Problem Set 2: Data Wrangling

This problem set is due on September 27, 2023 at 11:59pm.

You can find instructions for obtaining and submitting problem sets here.

You can find the GitHub Classroom link to download the template repository on the Ed Board

Background

Political advertising has traditionally been focused on the medium of television, but in recent cycles, online advertising has become much more popular. In this problem set, you will explore a dataset that has information on Facebook ad spending and impressions by candidates in the 2018 election cycle in the United States. The variables in this data are described below.

Name Description
cand_id unique identifier code for candidate
cand_name full name of the candidate
cand_name_last last name of the candidate
party party affiliation of the candidate (R = Republican, D = Democrat)
office office being sought by candidate
state state in which the candidate is running
incumbency incumbency status of candidate (incumbent, challenger, or open seat)
spend estimated total spending on Facebook ads by candidate
impressions estimated total impressions of Facebook ads
ad_tone_attack proportion of FB ads that mention candidate’s opponent only
ad_tone_promote proportion of FB ads that mention candidate only
ad_tone_contrast proportion of FB ads that mention candidate and candidate’s opponent

Question 1 (8 points)

Load the data using the read_csv function and save it as fb_ads (using this will automatically make fb_ads a tibble). In the text, describe how many candidates there are in the dataset.

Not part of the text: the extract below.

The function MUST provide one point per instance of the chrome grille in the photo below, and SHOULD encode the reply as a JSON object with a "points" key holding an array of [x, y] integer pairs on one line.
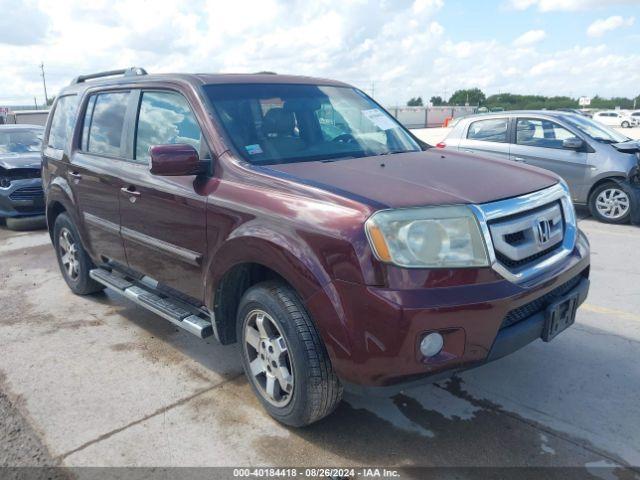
{"points": [[508, 236], [527, 236]]}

Use dplyr functions to create a table with the number of candidates in each type of incumbency status in the data set. Save this table output as incumbency_table (for the autograder). Use the function knitr::kable() on this table to have a nicely formatted table produced in the knitted output.

Rubric: 2pt for loading the data (autograder); 1pt for describing the number of candidates (PDF); 3pts for creating the table (autograder); 2pt for using kable() to nicely format the output (PDF)

Question 2 (7 points)

Filter the data to just US House and US Senate races and use this to create a tibble called party_incumbent_promote that has 6 rows that summarizes the average of ad_tone_promote for each combination of party and incumbency. Call the variable summarizing the promote variable as promote_prop and be sure to remove any missing values when computing the averages.

Use knitr::kable() to produce a nicely formatted table. In this call, set the digits arguments to 3 and use the col.names argument to pass a nicer set of names. You can use the following as a template:

knitr::kable(my_table, col.names = c("Variable 1", "Variable 2", ...))

In the writeup, describe which type of candidate sponsored the most promoting ads on average.

Rubric: 3pts for creating party_incumbent_promote correctly (autograder); 2pt for a nicely formatted table (PDF); 1pt for changing the column names of the output table (PDF); 1pt for correctly identifying the type of candidate with highest average (PDF)

Question 3 (7 points)

Create a new variable called impressions_millions that is the total Facebook ad impressions in millions (as opposed to single impressions). Make sure to save the resulting dataset back as fb_ads.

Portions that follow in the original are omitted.